552 posts in 3628 days


03-30-2019 04:49 PM

Hi folks, I am in the process of re-finishing an antique jewelry box. I stripped the old, damaged veneer (seems like plastic) and replaced it with non-paper back Rosewood veneer.

I’m at a loss as to how to finish it. I have a bunch of test strips set up using Danish Oil, Wipe On Poly, Arm R Seal, Wax but I haven’t found anything I’m truly satisfied with.

Do I need to fill in the pores first? With what?

Any suggestions will be greatly appreciated. TIA

-- -- Don in Ottawa, http://www.donebydon.ca


3 replies so far

View shipwright's profile

shipwright

8305 posts in 3183 days


#1 posted 03-30-2019 10:55 PM

For a good finish, yes you need to fill the pores. My go to is French polish. There are lots of how to’s online and many “right” ways to do it. You can’t beat the shine and it isn’t that hard.

-- Paul M ..............the early bird may get the worm but it’s the second mouse that gets the cheese! http://thecanadianschooloffrenchmarquetry.com/

View Francisco Luna's profile

Francisco Luna

968 posts in 3779 days


#2 posted 03-30-2019 11:30 PM

I second Paul with the French Polish, its a super finish, the right finish for a project like this, it will enhance beautifully alll the veneer work and its going to give the right time-period look for the chest. I found the website below years ago, Guitar makers -luthiers- use this type of finish extensively, sadly the site no longer has images, but it can lead you the right direction.

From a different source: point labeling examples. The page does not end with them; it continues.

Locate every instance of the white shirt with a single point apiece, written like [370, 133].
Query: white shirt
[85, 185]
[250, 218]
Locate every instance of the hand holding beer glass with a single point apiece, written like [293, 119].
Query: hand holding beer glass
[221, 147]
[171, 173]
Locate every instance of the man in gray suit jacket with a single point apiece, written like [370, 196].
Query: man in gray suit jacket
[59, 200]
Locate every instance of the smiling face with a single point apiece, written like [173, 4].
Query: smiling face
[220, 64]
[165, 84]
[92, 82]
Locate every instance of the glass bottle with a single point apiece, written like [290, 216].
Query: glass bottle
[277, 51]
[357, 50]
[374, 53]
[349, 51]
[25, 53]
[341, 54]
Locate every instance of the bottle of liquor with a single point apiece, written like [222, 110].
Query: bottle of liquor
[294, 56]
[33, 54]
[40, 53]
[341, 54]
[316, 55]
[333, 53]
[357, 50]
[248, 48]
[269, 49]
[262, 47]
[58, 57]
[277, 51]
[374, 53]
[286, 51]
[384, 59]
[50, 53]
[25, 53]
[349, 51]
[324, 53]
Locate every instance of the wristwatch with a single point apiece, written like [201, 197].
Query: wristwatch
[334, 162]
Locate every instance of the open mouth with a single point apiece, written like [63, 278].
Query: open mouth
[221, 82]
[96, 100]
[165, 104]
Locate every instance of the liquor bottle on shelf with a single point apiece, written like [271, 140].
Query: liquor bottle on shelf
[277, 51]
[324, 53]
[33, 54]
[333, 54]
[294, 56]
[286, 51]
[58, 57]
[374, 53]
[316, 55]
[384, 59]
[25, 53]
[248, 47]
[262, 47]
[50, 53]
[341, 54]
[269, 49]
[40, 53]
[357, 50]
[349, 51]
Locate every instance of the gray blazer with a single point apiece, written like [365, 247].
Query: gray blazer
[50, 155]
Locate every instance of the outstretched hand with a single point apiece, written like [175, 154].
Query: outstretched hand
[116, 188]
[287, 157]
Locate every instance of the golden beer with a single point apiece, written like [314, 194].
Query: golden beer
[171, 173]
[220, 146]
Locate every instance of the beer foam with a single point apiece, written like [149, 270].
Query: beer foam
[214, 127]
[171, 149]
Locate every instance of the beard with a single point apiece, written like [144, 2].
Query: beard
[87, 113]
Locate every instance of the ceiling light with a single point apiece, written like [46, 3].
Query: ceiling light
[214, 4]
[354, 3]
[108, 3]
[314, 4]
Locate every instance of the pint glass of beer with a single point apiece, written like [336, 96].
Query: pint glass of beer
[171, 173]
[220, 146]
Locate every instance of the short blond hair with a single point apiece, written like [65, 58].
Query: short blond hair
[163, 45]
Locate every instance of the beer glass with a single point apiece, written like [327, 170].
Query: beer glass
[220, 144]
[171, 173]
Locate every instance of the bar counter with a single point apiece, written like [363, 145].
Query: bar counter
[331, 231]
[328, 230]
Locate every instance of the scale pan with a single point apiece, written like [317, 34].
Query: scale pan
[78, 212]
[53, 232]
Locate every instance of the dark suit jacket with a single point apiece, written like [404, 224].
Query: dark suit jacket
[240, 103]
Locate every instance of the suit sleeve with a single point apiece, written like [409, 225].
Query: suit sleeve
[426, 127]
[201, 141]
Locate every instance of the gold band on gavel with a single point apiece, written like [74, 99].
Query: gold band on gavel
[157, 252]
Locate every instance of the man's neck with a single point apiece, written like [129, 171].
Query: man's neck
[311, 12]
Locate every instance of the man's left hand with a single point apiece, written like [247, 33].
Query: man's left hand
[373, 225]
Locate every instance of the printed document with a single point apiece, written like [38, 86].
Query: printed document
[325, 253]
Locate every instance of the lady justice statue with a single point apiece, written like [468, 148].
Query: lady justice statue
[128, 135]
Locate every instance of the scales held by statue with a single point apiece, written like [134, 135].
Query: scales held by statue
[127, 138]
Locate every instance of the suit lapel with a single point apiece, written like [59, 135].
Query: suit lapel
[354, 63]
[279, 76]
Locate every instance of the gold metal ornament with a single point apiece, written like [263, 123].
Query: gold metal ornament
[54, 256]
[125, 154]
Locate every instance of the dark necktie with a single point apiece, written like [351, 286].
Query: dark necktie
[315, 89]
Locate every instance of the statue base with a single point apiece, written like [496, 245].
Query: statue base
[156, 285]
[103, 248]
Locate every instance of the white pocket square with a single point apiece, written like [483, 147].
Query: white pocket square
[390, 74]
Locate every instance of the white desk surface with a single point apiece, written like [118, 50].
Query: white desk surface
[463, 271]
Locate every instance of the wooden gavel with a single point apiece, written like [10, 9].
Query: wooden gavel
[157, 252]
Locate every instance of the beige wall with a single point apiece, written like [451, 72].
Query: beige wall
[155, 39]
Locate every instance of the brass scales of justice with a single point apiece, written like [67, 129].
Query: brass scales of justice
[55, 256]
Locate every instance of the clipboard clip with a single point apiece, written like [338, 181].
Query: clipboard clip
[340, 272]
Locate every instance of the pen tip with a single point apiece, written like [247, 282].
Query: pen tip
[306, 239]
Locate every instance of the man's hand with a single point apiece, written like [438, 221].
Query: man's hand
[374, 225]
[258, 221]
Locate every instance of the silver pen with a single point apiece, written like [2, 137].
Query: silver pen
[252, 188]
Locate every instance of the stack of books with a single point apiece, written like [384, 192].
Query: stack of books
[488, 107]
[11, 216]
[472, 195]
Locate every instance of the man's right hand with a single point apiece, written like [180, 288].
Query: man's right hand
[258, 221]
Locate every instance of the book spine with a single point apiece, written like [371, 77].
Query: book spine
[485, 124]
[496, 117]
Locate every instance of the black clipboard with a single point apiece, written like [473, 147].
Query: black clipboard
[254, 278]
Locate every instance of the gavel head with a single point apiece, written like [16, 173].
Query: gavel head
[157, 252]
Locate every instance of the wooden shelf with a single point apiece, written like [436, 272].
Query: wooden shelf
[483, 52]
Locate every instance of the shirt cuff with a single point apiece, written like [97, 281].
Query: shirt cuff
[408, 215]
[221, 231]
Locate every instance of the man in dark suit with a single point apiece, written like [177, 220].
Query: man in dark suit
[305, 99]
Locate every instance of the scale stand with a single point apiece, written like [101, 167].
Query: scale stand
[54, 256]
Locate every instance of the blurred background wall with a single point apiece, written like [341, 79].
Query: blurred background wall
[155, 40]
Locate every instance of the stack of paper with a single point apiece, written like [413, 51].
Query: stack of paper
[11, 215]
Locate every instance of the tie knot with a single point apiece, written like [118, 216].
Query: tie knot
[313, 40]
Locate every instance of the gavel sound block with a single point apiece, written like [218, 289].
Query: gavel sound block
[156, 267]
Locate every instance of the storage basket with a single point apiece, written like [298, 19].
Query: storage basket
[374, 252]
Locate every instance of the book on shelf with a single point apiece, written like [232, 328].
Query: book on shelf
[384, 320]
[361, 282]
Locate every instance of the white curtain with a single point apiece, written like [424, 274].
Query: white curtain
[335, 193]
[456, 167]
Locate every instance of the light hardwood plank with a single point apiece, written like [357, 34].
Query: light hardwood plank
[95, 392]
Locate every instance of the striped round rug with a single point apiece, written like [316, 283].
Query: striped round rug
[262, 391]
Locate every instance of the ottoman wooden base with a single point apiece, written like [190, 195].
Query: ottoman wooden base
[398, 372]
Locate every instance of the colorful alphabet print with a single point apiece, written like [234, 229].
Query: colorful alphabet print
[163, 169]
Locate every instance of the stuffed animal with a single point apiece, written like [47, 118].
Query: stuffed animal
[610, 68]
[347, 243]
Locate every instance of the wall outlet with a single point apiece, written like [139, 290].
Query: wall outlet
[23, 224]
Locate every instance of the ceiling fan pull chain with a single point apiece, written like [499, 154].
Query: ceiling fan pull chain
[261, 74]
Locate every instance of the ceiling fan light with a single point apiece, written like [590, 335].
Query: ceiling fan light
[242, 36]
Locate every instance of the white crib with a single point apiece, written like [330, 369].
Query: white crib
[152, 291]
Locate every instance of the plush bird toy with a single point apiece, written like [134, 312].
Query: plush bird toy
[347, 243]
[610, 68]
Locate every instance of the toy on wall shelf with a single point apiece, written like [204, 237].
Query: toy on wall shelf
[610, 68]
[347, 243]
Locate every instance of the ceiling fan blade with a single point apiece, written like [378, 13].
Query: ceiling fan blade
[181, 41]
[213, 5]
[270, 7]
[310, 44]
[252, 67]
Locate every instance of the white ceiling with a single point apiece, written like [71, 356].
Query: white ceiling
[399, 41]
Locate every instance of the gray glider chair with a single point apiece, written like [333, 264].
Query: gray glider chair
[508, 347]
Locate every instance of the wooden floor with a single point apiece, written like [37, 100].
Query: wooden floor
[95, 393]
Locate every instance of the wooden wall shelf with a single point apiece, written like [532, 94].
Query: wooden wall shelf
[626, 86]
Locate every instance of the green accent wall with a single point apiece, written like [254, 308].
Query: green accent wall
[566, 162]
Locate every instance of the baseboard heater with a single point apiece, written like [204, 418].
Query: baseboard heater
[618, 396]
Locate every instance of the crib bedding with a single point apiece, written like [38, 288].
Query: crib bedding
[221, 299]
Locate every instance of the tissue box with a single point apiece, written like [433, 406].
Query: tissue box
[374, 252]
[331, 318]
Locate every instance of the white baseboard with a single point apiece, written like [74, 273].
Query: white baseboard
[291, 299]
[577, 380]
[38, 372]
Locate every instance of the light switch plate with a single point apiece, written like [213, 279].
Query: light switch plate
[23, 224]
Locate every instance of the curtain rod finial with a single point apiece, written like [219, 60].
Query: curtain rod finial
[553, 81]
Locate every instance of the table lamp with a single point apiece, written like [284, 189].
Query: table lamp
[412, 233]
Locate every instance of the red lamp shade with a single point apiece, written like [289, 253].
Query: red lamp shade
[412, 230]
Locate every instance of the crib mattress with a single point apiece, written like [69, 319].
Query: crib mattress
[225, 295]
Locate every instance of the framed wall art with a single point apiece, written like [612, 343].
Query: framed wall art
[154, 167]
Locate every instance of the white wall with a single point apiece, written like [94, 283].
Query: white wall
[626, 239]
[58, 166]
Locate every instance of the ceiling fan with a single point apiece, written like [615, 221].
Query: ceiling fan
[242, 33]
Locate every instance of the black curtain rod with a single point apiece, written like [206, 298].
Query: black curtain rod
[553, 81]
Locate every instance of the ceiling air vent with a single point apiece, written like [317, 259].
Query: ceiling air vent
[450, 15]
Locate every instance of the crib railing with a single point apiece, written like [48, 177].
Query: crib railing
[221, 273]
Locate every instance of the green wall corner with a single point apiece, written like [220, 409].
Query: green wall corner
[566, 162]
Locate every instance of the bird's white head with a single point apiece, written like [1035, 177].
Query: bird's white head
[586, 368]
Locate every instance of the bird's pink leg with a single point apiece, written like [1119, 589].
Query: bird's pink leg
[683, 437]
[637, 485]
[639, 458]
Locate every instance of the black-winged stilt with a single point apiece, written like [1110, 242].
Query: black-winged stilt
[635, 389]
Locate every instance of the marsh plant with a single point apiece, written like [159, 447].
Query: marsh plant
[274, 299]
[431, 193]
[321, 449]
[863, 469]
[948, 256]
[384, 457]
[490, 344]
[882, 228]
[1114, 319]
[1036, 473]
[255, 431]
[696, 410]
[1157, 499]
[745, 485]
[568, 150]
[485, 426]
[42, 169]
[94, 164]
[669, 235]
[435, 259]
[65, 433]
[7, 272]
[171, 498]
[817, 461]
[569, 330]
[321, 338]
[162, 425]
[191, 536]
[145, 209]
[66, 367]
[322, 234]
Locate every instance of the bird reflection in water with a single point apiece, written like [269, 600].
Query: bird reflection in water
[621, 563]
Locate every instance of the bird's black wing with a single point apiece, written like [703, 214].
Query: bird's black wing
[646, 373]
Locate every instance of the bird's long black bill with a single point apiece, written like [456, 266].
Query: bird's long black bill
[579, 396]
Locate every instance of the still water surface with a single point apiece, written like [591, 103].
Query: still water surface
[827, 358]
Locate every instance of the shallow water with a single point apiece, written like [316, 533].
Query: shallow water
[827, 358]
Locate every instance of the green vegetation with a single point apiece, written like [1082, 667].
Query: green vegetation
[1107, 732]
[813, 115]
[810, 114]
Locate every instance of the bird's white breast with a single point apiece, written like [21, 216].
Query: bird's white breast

Hope it helps.

https://www.guitarsint.com/article/Muneca

-- Nature is my manifestation of God. I go to nature every day for inspiration in the day's work. I follow in building the principles which nature has used in its domain" Frank Lloyd Wright

View Craftsman on the lake's profile

Craftsman on the lake

2974 posts in 3823 days


#3 posted 03-31-2019 12:28 AM

Don’t know other ways but when I finish rosewood for guitars I always need to use a wood filler first, unless you want the wood pores to alway show. After that I use spirit varnishes and rotten stone to buff between coats.

-- The smell of wood, coffee in the cup, the wife let's me do my thing, the lake is peaceful.